"I know her all the same. She's a good nurse. There are those who are and those who aren't. But she's got strength and poise and knows what she is about and is kind.—Those two women over there—"

"Yes. What do you make of them?"

"There's such a glitter of diamonds you can't see the women. Poor things!—to be beings of a single element—to live in a world of pure carbon—to be the hardest thing there is, and yet be so brittle too!... The woman next them is good ordinary: nothing remarkable, and yet pleasant enough. The worst that can be said of her is that she doesn't discriminate. If the broth lacks salt, she never knows it."

"And the two over there with the stout man?"

Rose Darragh gazed a moment with eyes slightly narrowed. "Oh, those!" she said. "Those are our adapted women—perilously near adapted, at any rate. That's a sucking wife and daughter. Take your premise that in the divine order of things the male opens the folds of his being, surrounds, encloses, 'shelters' and 'protects' and 'provides for' your female in season and out of season, when there is need, and when there is certainly none, and your further premise that the female is willing and ruthlessly logical—and behold the supremely natural conclusion!... Daughters of the horse leech—and perfectly respectable members of society as constituted! Faugh!—with their mouths glued to that fat man's pocket. He looks haggard, and at the moment he's probably grinding the faces of no end of men and women,—not because he's got a bad heart and really wants to,—but because he's got to 'provide' for those two perfectly strong and healthy persons in jewelry and orchids!
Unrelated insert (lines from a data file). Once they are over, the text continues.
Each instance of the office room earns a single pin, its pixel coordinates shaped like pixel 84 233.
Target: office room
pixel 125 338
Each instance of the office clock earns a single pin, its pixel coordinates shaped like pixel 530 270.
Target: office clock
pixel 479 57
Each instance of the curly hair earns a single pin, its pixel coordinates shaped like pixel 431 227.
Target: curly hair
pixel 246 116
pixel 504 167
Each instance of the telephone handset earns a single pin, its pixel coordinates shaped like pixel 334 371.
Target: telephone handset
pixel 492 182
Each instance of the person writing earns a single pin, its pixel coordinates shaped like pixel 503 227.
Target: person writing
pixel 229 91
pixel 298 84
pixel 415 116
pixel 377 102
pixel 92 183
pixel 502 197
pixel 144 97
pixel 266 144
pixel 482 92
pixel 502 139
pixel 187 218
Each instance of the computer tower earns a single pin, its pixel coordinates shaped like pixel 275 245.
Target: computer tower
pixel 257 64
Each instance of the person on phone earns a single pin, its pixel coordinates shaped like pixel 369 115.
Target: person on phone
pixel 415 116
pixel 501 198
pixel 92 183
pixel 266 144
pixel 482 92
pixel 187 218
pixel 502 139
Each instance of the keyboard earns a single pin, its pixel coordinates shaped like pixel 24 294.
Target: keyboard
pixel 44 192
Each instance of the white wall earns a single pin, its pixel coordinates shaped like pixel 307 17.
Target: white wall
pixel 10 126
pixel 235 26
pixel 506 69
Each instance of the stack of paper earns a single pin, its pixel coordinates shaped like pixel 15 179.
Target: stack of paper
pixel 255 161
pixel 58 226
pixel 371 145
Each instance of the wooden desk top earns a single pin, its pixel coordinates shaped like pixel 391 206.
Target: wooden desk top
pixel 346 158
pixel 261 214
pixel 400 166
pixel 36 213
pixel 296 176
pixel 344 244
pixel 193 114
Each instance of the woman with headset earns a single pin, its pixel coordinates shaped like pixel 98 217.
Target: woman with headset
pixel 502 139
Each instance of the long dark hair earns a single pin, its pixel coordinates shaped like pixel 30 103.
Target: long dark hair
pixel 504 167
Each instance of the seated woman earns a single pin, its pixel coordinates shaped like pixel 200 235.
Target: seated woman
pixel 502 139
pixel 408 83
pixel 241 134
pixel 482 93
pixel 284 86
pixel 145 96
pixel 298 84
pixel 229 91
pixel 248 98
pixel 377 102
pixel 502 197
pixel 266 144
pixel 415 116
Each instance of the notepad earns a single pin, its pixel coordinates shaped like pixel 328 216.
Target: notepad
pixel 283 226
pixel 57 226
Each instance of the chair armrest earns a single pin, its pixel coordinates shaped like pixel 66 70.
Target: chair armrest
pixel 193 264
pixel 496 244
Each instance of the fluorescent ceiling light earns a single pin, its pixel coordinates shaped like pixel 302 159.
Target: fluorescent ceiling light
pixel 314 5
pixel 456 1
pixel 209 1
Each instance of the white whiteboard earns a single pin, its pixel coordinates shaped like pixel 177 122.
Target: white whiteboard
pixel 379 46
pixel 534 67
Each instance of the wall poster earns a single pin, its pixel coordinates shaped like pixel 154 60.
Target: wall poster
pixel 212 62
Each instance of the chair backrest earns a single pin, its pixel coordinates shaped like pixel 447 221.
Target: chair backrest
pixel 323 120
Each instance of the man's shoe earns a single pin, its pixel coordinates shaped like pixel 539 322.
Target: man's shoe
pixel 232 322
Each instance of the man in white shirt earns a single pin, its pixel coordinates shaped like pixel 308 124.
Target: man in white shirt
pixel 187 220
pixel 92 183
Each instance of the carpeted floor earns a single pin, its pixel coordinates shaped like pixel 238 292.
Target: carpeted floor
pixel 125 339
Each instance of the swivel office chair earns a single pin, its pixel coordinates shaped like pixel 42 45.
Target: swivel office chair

He's cowed by tradition into accepting the monstrous position, and he's weak enough to let them define what is 'provision.' He's got to keep filling and filling the pocket because they suck so fast."

"Do you think they can change?"

"They can be forced to change. They don't want to change, any more than the copepod wants to change. And logically, while he persists in his present attitude, the man can't ask them to change. He can't keep his cake and eat it too." She drank her coffee. "That very stout gentleman who is being driven to bankruptcy, or to ways that are queer, is just the kind to strike the table with his fist and violently to assure you that God meant Woman, lovely Woman! to be dependent upon Man, and that it is with deep regret that he sees woman crowding into industry and beating at the doors of the professions—Woman, Wife and Mother, God bless her! Do you notice how they always put Wife first? If the Association Opposed to the Extension of the Franchise to Women asked him to-night for a contribution, they'd probably get it."

"How numerous do you think are those women?"

"The copepods? Numerous enough, pity 'tis! But not so numerous as, given the System, you might fairly expect: numerous positively, but not relatively. And a lot of them have simply succumbed to environmental pressure. Given a generation or two of rational training and a nobler ideal of what befits a human being, and the copepod will yet succour herself.... Denny and I see more of the other kind. The drudges outnumber the copepods, and neither need be.... There's a girl over there I like—the one with the braided hair. Many of the young girls of to-day are rather wonderful. It's going to be interesting to see what they'll do when they're older, and what their daughters will do. She's got a fine head—mathematics, I should think."